Guernsey Press

Costs outweigh Aurigny’s advantages

I refer to the Opinion piece in last Tuesday’s Guernsey Press [Highlighting Aurigny’s advantages], claiming advantages to Guernsey of having a state-owned airline in the shape of Aurigny. However it seems to me that this piece is misleading in its slant.

Published

First, the advantage of owning Aurigny is claimed to be a contrast with the suggested ‘fragility’ of Jersey’s far superior air connectivity, because of BA’s cancellation of 10,300 flights and the uncertainty of how this might impact on Jersey’s service.

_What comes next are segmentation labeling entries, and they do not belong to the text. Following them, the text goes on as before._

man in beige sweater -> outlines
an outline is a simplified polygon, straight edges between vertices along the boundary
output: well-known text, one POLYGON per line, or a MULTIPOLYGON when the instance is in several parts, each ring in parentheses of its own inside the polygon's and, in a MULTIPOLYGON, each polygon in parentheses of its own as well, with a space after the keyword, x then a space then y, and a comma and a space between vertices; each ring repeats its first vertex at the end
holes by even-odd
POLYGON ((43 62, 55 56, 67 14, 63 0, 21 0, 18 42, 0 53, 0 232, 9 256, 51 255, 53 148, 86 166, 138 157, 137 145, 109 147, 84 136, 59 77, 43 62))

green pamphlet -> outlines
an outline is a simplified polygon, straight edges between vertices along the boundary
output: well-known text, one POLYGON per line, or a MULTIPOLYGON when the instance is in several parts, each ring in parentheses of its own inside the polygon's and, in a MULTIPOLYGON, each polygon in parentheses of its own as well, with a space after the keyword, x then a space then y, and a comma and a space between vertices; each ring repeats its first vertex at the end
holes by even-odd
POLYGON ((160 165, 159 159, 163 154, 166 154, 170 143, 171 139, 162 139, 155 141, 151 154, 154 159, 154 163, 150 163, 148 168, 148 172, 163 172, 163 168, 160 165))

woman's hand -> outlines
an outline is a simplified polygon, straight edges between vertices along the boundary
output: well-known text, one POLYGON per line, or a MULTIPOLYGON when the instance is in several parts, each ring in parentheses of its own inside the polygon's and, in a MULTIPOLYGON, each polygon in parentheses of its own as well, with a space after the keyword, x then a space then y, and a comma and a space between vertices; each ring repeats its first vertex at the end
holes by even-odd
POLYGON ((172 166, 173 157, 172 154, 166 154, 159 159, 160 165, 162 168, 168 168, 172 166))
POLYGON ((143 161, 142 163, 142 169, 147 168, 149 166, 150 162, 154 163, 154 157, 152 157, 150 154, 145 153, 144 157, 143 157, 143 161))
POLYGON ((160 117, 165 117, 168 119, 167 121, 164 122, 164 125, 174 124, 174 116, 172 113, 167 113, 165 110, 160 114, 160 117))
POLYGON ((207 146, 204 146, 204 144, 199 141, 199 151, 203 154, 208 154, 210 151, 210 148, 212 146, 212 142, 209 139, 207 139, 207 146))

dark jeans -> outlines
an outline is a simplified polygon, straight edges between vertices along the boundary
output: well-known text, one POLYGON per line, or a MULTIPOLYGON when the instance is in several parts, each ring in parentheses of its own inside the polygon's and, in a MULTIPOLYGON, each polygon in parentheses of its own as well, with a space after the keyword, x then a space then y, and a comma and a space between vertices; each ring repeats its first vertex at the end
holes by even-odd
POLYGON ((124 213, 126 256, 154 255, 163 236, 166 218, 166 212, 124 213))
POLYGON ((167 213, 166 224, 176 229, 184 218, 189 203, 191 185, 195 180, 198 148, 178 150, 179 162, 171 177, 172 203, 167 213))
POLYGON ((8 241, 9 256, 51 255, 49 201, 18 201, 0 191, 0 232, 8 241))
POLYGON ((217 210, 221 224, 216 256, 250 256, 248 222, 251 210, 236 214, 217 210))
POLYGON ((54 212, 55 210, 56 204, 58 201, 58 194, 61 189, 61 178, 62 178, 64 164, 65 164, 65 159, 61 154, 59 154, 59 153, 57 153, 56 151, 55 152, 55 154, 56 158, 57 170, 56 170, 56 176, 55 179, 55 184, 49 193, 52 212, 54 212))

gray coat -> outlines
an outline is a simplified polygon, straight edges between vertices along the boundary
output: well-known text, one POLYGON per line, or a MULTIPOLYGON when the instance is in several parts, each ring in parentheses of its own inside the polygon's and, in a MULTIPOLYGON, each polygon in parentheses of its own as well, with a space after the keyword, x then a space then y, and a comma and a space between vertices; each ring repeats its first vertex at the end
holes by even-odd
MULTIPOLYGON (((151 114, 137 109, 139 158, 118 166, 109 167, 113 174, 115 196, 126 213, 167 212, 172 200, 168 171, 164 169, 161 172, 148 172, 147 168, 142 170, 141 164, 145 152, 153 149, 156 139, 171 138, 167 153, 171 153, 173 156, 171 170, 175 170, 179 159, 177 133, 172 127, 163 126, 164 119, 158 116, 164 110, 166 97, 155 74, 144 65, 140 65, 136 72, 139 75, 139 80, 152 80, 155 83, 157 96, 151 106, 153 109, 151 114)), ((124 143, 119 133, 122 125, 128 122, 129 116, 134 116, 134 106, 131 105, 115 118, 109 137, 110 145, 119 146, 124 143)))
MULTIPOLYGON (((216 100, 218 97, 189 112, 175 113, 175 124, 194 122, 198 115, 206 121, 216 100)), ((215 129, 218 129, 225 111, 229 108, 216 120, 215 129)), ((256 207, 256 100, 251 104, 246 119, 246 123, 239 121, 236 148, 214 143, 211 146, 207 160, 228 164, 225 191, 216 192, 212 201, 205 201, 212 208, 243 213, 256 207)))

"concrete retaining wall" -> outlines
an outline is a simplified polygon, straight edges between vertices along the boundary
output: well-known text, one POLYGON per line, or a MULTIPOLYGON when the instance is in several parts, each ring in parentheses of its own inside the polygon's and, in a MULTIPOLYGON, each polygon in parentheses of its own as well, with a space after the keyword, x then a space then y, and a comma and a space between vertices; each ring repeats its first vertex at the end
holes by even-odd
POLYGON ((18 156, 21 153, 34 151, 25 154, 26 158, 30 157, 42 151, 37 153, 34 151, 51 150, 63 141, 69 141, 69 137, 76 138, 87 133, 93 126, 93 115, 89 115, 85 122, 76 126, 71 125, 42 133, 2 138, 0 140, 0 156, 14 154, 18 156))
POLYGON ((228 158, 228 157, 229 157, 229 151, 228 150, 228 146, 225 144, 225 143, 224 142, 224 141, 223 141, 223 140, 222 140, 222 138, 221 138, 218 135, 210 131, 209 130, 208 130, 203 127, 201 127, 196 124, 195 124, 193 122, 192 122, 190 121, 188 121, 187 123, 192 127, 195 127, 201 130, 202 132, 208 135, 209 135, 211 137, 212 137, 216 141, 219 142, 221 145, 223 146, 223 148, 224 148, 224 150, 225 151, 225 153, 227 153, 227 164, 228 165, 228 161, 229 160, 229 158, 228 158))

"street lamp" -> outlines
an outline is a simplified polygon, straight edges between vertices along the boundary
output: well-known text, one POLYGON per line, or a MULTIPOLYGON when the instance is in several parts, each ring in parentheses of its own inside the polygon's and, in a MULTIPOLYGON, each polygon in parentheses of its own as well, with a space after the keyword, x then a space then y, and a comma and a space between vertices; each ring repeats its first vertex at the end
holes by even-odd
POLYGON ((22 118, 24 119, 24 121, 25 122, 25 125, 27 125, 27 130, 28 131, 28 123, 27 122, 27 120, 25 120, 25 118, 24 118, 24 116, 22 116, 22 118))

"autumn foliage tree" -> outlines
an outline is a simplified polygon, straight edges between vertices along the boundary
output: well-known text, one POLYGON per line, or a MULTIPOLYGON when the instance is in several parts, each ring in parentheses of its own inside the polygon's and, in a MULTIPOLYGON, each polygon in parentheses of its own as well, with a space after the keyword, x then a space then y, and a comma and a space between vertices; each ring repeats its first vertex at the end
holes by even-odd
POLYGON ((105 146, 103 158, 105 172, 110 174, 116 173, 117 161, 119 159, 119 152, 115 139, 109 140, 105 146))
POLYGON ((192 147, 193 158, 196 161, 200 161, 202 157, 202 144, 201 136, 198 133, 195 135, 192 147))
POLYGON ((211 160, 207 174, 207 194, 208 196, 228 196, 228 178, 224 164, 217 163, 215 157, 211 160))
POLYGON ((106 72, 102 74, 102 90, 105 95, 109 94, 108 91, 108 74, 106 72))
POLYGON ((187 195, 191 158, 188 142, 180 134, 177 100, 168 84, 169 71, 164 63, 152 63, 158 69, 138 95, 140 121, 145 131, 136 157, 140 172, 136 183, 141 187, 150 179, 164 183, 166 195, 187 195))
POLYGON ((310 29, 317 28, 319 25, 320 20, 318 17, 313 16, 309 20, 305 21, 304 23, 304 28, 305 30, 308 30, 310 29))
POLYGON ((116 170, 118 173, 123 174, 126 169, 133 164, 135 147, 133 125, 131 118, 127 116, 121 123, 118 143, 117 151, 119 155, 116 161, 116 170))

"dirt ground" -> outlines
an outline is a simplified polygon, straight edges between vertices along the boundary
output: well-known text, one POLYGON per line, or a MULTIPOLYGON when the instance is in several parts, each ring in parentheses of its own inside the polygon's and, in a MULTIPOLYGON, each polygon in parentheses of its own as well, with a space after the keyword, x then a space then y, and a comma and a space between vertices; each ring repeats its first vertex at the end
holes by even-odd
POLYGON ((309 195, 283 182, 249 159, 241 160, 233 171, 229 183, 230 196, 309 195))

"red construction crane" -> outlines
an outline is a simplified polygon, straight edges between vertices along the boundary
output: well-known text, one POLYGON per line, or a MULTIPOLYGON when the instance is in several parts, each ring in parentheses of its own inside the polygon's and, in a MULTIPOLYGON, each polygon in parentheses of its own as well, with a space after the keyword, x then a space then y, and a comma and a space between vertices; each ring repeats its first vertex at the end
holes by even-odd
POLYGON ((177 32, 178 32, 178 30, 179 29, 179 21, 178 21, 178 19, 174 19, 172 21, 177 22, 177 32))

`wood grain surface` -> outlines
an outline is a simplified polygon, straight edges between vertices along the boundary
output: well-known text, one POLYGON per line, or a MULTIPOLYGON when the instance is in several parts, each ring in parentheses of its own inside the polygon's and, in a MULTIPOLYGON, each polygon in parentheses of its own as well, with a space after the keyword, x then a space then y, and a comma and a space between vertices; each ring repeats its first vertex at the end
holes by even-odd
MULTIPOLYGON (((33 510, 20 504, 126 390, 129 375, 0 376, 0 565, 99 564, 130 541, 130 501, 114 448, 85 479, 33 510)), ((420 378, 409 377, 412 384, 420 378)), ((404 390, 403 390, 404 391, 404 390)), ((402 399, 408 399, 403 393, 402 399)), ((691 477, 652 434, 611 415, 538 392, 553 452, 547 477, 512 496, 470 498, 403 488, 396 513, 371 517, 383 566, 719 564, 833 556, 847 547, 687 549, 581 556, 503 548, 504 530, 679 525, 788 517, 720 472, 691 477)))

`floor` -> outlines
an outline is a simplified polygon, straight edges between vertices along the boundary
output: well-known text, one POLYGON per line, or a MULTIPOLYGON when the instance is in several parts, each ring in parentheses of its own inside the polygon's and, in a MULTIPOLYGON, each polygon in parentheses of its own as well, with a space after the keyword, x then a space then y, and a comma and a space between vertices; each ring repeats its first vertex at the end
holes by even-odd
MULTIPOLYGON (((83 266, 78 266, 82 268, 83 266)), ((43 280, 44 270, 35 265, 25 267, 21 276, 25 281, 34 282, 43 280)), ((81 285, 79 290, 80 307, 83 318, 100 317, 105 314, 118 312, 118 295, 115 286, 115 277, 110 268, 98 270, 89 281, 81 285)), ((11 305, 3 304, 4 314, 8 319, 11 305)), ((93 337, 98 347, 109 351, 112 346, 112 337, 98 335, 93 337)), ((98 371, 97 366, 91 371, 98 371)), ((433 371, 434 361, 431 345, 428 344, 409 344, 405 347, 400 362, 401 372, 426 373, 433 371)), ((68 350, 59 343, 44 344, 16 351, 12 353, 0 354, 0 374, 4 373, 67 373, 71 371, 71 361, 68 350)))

However, this ignores the fact that it is not BA as an airline which is causing such cancellations, but the UK airports, which have forced such cancellations on the airlines as they are unable to service all the flights which the airlines wish to operate because of insufficient ground staff (baggage handlers, etc). This problem therefore has nothing to do with the merits of having a BA or EasyJet service.

Second, the vast, vast costs of maintaining a state-owned airline to provide all desirable services are totally glossed over and virtually dismissed, on the basis of accepting soothing statements issued by Aurigny’s management that its finances are improving. But we, the Guernsey taxpayers, are not permitted to see the accounts of Aurigny which might support this. They have always been withheld on grounds of ‘commercial sensitivity’. We therefore have no way of judging whether there is any improvement or how real it may be, or whether these are just platitudes. All we do actually know is that over the last years the supposed advantage of owning this airline, with its absurdly diverse fleet, has continually cost the Guernsey state many, many millions of pounds from its losses and debt, with a succession of promises of improvement, routinely undelivered, and with more and more public money simply being written off and lost. There comes a point where the cost of a theoretical benefit turns it into a millstone in practice.

The fact is that if only Guernsey itself had a runway, as Jersey has, of sufficient length – ie, at least 1,700m – to accommodate the standard working aircraft of the major carriers when fully loaded, then Guernsey too could have the benefit of greater air connectivity and the cheaper air fares which such capacity and competition would bring. The airlines which fly from Jersey to Gatwick charge only about 50% of what Aurigny charges for flights from Guernsey to Gatwick.

The answer is obvious – lengthen Guernsey’s runway and stop the unrealistic protection of Aurigny.